Prolongation of prothrombin time has been identified as one of the important prognostic variables among patients with ALF in many studies. However, in the present study, multivariate analysis did not find it to be an independent predictor of mortality. It is possible that due to the smaller sample size of the present study compared with previous reports8,19,20,21 the association of prothrombin time prolongation with outcome was not evident. Furthermore, none of the previous studies included ammonia as a covariate of mortality. Arterial ammonia may have a stronger association with outcome than prothrombin time, and may have masked the influence of the latter factor, particularly when the sample size was small in which only robust influencing factors of prognosis are likely to be identified.
It has been stated that a relationship between biological toxicity of ammonia and pH of the milieu is “universal throughout nature from onion to man”.6 However, pNH3 was not superior to total arterial ammonia levels for prognostic purposes among our ALF patients. As estimation of the former is more cumbersome, total ammonia levels may suffice for the purpose of risk stratification.
Despite the extensive supporting experimental literature, the uncertain role of ammonia is reflected by the fact that hepatology textbooks still state that therapies to lower ammonia are of no use in ALF.24,25,26,27 While targeting the gut to lower ammonia production by lactulose or antibiotics may be too slow to influence the outcome in ALF, increasing peripheral utilisation of ammonia by ornithine aspartate or sodium benzoate may be useful. Rose et al reported that ornithine aspartate infusion resulted in normalisation of plasma ammonia and a significant decrease in brain water content in rats with ALF.28 No comparable human data exist.
There is significant unidirectional blood to brain transfer of ammonia in ALF, with brain‐blood ammonia ratios increased fourfold or more.29 Measures such as hypothermia, which reduces this cerebral uptake of ammonia, have been documented to decrease cerebral oedema and improve encephalopathy.1,30 Therefore, higher ammonia levels may lead to a greater degree of cerebral dysfunction in ALF. We found significantly higher ammonia levels among patients with deeper encephalopathy, as expected. While seizures have been commonly reported in congenital hyperammonaemic syndromes, they are rarely reported in ALF.31,32,33 We do not routinely paralyse or sedate ALF patients, and have observed a high frequency of seizures among our ALF patients.9 In this study, patients with ammonia levels 124 μmol/l at admission had increased seizure frequency (table 22).). It is likely that this cut off value of ammonia identified patients with advanced cerebral dysfunction. More direct evidence is required to link ammonia levels and seizures in patients with ALF.
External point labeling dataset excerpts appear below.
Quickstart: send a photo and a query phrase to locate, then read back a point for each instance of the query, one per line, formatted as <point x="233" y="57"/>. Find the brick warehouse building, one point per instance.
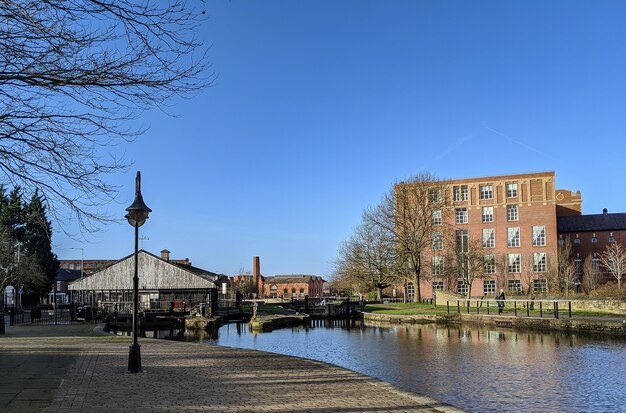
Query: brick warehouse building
<point x="589" y="236"/>
<point x="515" y="219"/>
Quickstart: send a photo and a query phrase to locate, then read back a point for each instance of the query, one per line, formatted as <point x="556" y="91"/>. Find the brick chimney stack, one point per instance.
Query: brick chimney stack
<point x="256" y="274"/>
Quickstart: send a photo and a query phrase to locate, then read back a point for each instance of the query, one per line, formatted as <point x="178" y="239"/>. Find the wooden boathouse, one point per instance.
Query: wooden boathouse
<point x="163" y="285"/>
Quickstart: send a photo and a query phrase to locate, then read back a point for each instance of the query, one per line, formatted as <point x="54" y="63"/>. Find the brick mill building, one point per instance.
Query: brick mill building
<point x="589" y="236"/>
<point x="294" y="286"/>
<point x="513" y="217"/>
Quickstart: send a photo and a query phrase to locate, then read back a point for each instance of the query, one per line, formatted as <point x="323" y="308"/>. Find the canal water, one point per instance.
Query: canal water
<point x="474" y="368"/>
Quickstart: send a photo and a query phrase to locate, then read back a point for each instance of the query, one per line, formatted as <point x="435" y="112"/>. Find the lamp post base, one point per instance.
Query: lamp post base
<point x="134" y="358"/>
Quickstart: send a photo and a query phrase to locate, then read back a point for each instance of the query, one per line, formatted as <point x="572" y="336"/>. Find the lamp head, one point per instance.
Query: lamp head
<point x="138" y="211"/>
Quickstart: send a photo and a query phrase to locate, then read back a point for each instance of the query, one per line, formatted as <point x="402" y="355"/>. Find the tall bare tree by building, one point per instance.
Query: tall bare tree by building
<point x="73" y="73"/>
<point x="591" y="273"/>
<point x="613" y="258"/>
<point x="368" y="256"/>
<point x="413" y="213"/>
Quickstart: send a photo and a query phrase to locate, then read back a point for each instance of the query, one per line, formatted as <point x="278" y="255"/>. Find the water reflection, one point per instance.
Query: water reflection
<point x="477" y="369"/>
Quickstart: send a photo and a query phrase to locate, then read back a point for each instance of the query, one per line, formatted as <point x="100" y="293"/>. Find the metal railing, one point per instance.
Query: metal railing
<point x="530" y="308"/>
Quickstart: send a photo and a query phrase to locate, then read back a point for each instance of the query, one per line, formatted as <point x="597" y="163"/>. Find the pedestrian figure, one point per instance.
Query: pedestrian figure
<point x="500" y="300"/>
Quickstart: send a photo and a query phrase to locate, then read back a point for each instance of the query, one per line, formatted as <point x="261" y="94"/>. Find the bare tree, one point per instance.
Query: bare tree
<point x="614" y="260"/>
<point x="591" y="274"/>
<point x="467" y="262"/>
<point x="412" y="212"/>
<point x="72" y="74"/>
<point x="563" y="273"/>
<point x="369" y="256"/>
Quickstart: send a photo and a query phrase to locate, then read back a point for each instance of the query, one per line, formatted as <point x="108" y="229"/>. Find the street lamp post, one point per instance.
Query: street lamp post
<point x="137" y="215"/>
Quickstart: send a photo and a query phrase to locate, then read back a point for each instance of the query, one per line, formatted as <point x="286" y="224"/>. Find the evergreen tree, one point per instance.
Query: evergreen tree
<point x="38" y="245"/>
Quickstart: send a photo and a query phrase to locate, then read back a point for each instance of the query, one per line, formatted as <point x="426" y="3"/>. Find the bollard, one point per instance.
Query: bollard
<point x="556" y="309"/>
<point x="569" y="306"/>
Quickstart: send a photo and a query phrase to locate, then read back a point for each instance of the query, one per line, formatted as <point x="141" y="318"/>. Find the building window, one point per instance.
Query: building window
<point x="410" y="291"/>
<point x="460" y="193"/>
<point x="437" y="217"/>
<point x="461" y="215"/>
<point x="461" y="287"/>
<point x="434" y="194"/>
<point x="540" y="286"/>
<point x="512" y="238"/>
<point x="489" y="238"/>
<point x="539" y="236"/>
<point x="486" y="192"/>
<point x="490" y="264"/>
<point x="515" y="286"/>
<point x="515" y="263"/>
<point x="511" y="190"/>
<point x="539" y="262"/>
<point x="578" y="266"/>
<point x="487" y="214"/>
<point x="595" y="265"/>
<point x="437" y="265"/>
<point x="437" y="240"/>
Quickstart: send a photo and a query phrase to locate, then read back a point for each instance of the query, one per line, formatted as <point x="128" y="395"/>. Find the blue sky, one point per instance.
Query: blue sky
<point x="320" y="106"/>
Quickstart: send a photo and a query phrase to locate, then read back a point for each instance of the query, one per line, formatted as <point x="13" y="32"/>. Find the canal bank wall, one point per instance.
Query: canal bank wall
<point x="592" y="325"/>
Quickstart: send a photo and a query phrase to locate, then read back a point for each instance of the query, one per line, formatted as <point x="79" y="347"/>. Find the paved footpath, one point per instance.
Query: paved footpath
<point x="73" y="369"/>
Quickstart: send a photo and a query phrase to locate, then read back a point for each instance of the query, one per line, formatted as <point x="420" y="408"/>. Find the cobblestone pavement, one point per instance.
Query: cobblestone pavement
<point x="69" y="369"/>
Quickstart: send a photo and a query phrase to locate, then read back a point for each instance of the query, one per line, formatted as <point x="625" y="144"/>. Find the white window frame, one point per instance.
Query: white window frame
<point x="460" y="193"/>
<point x="486" y="191"/>
<point x="489" y="286"/>
<point x="514" y="262"/>
<point x="461" y="287"/>
<point x="437" y="240"/>
<point x="540" y="285"/>
<point x="487" y="214"/>
<point x="489" y="264"/>
<point x="438" y="265"/>
<point x="437" y="217"/>
<point x="540" y="262"/>
<point x="461" y="215"/>
<point x="511" y="190"/>
<point x="513" y="237"/>
<point x="438" y="286"/>
<point x="539" y="236"/>
<point x="489" y="238"/>
<point x="515" y="286"/>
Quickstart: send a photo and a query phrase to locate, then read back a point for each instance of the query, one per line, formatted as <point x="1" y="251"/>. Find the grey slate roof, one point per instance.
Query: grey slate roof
<point x="64" y="274"/>
<point x="594" y="222"/>
<point x="293" y="278"/>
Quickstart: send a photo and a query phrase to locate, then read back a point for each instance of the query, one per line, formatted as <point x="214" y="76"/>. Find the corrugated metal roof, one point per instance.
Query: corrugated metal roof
<point x="594" y="222"/>
<point x="292" y="278"/>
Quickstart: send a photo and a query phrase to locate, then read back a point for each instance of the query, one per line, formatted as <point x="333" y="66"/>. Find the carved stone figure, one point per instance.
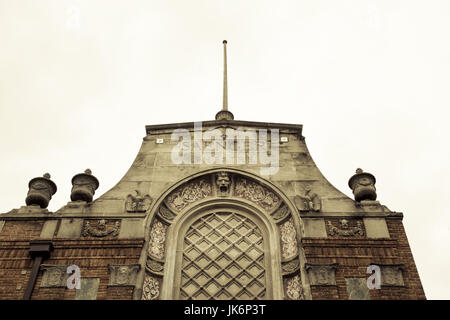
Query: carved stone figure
<point x="150" y="290"/>
<point x="41" y="190"/>
<point x="189" y="193"/>
<point x="223" y="182"/>
<point x="257" y="193"/>
<point x="345" y="230"/>
<point x="309" y="202"/>
<point x="288" y="239"/>
<point x="84" y="186"/>
<point x="138" y="203"/>
<point x="363" y="186"/>
<point x="157" y="241"/>
<point x="100" y="230"/>
<point x="123" y="275"/>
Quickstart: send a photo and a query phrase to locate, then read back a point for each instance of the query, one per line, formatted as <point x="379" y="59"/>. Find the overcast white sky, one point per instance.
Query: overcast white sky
<point x="369" y="81"/>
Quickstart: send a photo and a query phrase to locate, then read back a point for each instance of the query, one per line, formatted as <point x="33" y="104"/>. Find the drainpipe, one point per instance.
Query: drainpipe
<point x="39" y="250"/>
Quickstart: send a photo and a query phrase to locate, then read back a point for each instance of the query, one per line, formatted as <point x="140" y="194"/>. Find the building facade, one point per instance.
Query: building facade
<point x="180" y="225"/>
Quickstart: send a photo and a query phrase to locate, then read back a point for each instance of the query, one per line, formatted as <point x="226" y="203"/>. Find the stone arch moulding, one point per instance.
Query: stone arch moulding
<point x="227" y="194"/>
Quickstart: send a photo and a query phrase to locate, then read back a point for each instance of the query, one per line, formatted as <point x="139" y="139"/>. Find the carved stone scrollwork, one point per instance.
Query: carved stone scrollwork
<point x="151" y="288"/>
<point x="101" y="229"/>
<point x="166" y="214"/>
<point x="189" y="193"/>
<point x="123" y="274"/>
<point x="290" y="267"/>
<point x="288" y="239"/>
<point x="345" y="229"/>
<point x="138" y="203"/>
<point x="293" y="288"/>
<point x="156" y="247"/>
<point x="54" y="276"/>
<point x="223" y="182"/>
<point x="321" y="274"/>
<point x="257" y="193"/>
<point x="309" y="202"/>
<point x="154" y="266"/>
<point x="281" y="213"/>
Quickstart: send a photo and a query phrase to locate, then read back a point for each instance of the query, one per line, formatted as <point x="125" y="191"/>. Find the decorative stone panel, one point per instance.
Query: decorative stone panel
<point x="101" y="228"/>
<point x="357" y="289"/>
<point x="54" y="276"/>
<point x="321" y="274"/>
<point x="392" y="275"/>
<point x="123" y="274"/>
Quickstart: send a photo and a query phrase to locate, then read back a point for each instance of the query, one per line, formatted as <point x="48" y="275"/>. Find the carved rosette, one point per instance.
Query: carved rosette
<point x="54" y="276"/>
<point x="156" y="247"/>
<point x="138" y="203"/>
<point x="123" y="274"/>
<point x="256" y="193"/>
<point x="345" y="229"/>
<point x="151" y="288"/>
<point x="293" y="288"/>
<point x="189" y="193"/>
<point x="288" y="234"/>
<point x="101" y="228"/>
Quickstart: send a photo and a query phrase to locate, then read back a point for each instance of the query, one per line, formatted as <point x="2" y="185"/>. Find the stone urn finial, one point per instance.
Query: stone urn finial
<point x="84" y="186"/>
<point x="41" y="190"/>
<point x="363" y="185"/>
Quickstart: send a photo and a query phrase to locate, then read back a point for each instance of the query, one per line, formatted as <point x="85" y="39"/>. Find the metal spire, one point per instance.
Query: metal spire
<point x="225" y="82"/>
<point x="224" y="114"/>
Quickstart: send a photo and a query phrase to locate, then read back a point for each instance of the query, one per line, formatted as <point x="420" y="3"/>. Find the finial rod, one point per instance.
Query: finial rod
<point x="225" y="81"/>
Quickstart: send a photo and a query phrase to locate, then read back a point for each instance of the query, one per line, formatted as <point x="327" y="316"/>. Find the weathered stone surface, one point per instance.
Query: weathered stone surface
<point x="70" y="228"/>
<point x="376" y="228"/>
<point x="314" y="228"/>
<point x="357" y="289"/>
<point x="88" y="289"/>
<point x="49" y="228"/>
<point x="131" y="228"/>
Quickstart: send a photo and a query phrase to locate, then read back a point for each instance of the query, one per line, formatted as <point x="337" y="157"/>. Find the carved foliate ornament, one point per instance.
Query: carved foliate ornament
<point x="345" y="229"/>
<point x="54" y="276"/>
<point x="308" y="202"/>
<point x="189" y="193"/>
<point x="40" y="192"/>
<point x="84" y="186"/>
<point x="293" y="288"/>
<point x="100" y="229"/>
<point x="138" y="203"/>
<point x="156" y="247"/>
<point x="321" y="274"/>
<point x="289" y="247"/>
<point x="257" y="193"/>
<point x="150" y="290"/>
<point x="223" y="182"/>
<point x="123" y="274"/>
<point x="281" y="213"/>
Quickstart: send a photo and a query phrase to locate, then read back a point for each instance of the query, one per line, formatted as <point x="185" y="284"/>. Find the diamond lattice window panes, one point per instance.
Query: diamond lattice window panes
<point x="223" y="258"/>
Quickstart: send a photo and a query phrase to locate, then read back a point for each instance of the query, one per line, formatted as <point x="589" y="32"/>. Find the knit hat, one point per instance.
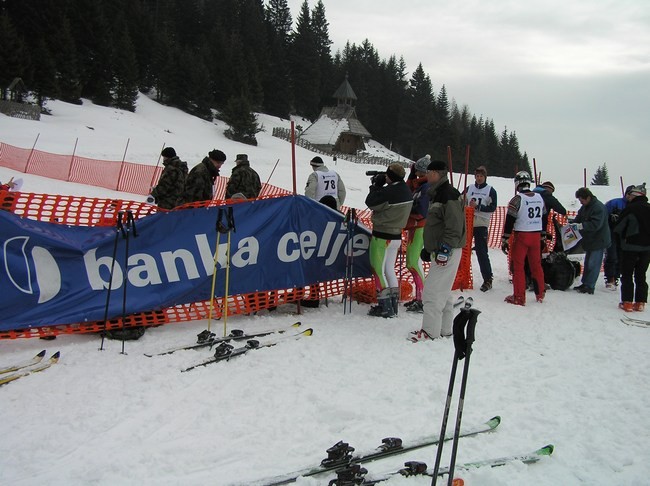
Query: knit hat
<point x="548" y="185"/>
<point x="422" y="164"/>
<point x="638" y="191"/>
<point x="317" y="162"/>
<point x="217" y="155"/>
<point x="396" y="172"/>
<point x="168" y="152"/>
<point x="438" y="165"/>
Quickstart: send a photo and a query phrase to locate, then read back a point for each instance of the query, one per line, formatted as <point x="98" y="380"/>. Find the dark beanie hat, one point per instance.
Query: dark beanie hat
<point x="396" y="172"/>
<point x="217" y="155"/>
<point x="481" y="170"/>
<point x="548" y="185"/>
<point x="168" y="152"/>
<point x="437" y="165"/>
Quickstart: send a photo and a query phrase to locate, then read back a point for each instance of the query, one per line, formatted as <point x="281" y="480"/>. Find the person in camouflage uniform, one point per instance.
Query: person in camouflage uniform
<point x="243" y="179"/>
<point x="168" y="192"/>
<point x="199" y="185"/>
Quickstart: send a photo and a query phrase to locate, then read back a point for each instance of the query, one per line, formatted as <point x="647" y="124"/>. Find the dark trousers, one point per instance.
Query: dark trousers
<point x="611" y="265"/>
<point x="634" y="266"/>
<point x="480" y="246"/>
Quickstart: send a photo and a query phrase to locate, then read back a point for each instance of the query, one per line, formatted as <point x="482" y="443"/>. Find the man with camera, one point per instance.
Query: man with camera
<point x="390" y="201"/>
<point x="445" y="235"/>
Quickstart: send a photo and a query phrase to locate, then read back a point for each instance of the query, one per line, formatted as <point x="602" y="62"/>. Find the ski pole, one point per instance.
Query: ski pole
<point x="130" y="225"/>
<point x="230" y="219"/>
<point x="460" y="320"/>
<point x="118" y="230"/>
<point x="462" y="340"/>
<point x="214" y="267"/>
<point x="354" y="225"/>
<point x="348" y="247"/>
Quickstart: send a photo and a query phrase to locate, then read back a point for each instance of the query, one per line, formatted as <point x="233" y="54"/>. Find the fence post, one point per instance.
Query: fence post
<point x="29" y="157"/>
<point x="74" y="151"/>
<point x="119" y="176"/>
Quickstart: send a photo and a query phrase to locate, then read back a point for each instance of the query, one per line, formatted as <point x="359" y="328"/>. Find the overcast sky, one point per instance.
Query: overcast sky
<point x="571" y="78"/>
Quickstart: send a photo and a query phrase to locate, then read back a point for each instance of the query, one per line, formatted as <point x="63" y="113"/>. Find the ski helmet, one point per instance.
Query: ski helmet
<point x="522" y="178"/>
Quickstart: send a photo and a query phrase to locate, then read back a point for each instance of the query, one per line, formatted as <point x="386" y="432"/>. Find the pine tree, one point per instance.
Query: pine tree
<point x="304" y="63"/>
<point x="12" y="59"/>
<point x="243" y="122"/>
<point x="126" y="73"/>
<point x="601" y="177"/>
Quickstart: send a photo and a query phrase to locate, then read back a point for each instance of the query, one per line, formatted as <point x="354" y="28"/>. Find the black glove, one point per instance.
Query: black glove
<point x="379" y="180"/>
<point x="505" y="246"/>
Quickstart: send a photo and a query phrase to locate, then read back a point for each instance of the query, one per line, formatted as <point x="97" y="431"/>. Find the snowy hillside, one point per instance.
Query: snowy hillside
<point x="566" y="372"/>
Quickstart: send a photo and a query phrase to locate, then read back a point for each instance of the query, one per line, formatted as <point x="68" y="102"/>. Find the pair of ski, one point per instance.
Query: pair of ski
<point x="226" y="351"/>
<point x="207" y="339"/>
<point x="25" y="368"/>
<point x="354" y="474"/>
<point x="631" y="321"/>
<point x="349" y="470"/>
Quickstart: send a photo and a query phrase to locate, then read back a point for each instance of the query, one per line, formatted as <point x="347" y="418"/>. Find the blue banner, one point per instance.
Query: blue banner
<point x="55" y="274"/>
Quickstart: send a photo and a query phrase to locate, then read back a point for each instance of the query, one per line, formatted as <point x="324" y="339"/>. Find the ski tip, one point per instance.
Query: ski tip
<point x="547" y="450"/>
<point x="494" y="422"/>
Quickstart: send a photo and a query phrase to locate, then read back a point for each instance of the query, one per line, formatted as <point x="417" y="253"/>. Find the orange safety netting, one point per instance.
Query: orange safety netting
<point x="85" y="211"/>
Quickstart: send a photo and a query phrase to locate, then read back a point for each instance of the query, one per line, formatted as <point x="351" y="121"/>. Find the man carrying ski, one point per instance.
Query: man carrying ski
<point x="445" y="234"/>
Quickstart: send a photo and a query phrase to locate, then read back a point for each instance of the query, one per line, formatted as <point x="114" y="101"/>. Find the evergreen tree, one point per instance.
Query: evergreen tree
<point x="44" y="85"/>
<point x="601" y="177"/>
<point x="65" y="52"/>
<point x="417" y="115"/>
<point x="12" y="58"/>
<point x="125" y="73"/>
<point x="243" y="122"/>
<point x="320" y="28"/>
<point x="304" y="63"/>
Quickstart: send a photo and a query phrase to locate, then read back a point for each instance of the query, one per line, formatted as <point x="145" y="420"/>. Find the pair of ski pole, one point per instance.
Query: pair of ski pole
<point x="351" y="222"/>
<point x="221" y="228"/>
<point x="463" y="334"/>
<point x="124" y="225"/>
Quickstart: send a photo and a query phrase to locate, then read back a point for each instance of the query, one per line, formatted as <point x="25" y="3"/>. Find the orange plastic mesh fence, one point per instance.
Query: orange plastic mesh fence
<point x="83" y="211"/>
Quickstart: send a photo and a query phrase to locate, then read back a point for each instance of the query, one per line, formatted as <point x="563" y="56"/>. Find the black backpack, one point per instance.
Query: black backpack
<point x="559" y="271"/>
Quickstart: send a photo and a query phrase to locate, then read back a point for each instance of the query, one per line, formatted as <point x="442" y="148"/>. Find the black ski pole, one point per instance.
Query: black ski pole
<point x="118" y="229"/>
<point x="130" y="226"/>
<point x="462" y="340"/>
<point x="354" y="226"/>
<point x="459" y="322"/>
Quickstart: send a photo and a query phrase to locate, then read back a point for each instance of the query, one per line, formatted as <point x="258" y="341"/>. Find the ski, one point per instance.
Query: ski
<point x="225" y="351"/>
<point x="635" y="322"/>
<point x="340" y="454"/>
<point x="209" y="339"/>
<point x="355" y="473"/>
<point x="23" y="364"/>
<point x="30" y="370"/>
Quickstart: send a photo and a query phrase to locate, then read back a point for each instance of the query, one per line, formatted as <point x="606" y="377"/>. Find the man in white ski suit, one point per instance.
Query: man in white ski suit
<point x="324" y="182"/>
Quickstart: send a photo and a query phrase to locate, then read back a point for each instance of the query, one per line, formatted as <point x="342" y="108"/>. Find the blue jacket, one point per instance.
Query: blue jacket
<point x="595" y="228"/>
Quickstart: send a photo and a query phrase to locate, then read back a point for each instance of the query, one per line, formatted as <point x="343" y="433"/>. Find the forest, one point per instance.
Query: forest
<point x="231" y="58"/>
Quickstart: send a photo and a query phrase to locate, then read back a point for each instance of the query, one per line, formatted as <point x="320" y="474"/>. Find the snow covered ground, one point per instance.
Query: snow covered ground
<point x="566" y="372"/>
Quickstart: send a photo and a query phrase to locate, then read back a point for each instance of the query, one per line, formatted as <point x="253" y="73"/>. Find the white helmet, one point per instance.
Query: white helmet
<point x="523" y="178"/>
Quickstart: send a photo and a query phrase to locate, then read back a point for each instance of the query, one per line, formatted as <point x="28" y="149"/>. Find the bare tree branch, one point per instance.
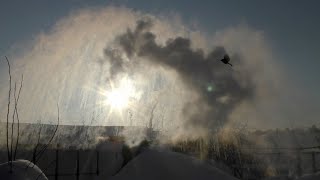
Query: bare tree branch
<point x="17" y="114"/>
<point x="8" y="112"/>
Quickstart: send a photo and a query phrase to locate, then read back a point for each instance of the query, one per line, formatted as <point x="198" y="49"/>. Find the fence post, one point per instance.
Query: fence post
<point x="57" y="164"/>
<point x="78" y="165"/>
<point x="299" y="168"/>
<point x="314" y="168"/>
<point x="97" y="163"/>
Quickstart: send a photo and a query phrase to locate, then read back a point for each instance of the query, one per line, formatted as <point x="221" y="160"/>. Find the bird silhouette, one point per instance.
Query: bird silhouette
<point x="226" y="59"/>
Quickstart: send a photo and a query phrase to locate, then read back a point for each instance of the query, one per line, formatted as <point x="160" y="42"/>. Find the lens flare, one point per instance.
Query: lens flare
<point x="120" y="97"/>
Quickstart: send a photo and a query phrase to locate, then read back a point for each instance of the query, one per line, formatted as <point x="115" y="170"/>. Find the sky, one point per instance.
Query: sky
<point x="290" y="27"/>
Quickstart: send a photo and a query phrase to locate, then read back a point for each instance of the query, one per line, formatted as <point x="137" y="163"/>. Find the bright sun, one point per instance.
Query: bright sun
<point x="119" y="97"/>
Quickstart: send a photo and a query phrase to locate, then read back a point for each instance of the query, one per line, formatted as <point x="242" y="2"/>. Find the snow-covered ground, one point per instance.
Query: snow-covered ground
<point x="21" y="170"/>
<point x="155" y="164"/>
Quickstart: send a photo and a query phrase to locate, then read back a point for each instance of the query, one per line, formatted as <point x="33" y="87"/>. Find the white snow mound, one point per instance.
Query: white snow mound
<point x="152" y="164"/>
<point x="20" y="171"/>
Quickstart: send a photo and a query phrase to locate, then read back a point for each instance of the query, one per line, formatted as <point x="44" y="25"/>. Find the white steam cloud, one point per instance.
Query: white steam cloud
<point x="70" y="65"/>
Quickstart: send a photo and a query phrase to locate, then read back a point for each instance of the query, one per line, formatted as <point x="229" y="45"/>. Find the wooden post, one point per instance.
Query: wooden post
<point x="57" y="165"/>
<point x="97" y="163"/>
<point x="299" y="168"/>
<point x="314" y="168"/>
<point x="78" y="165"/>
In summary, we have demonstrated that high arterial ammonia levels, measured within 24 hours of patient presentation, are associated with a worse outcome among patients with ALF. Our findings encourage viewing ALF as a “hyperammonaemic state”, and provide a rational background for the use of ammonia lowering therapies.
ALF - acute liver failure
pNH3 - partial pressure of ammonia
HCV - hepatitis C virus
ROC - receiver operating characteristic
OR - odds ratio
Conflict of interest: None declared.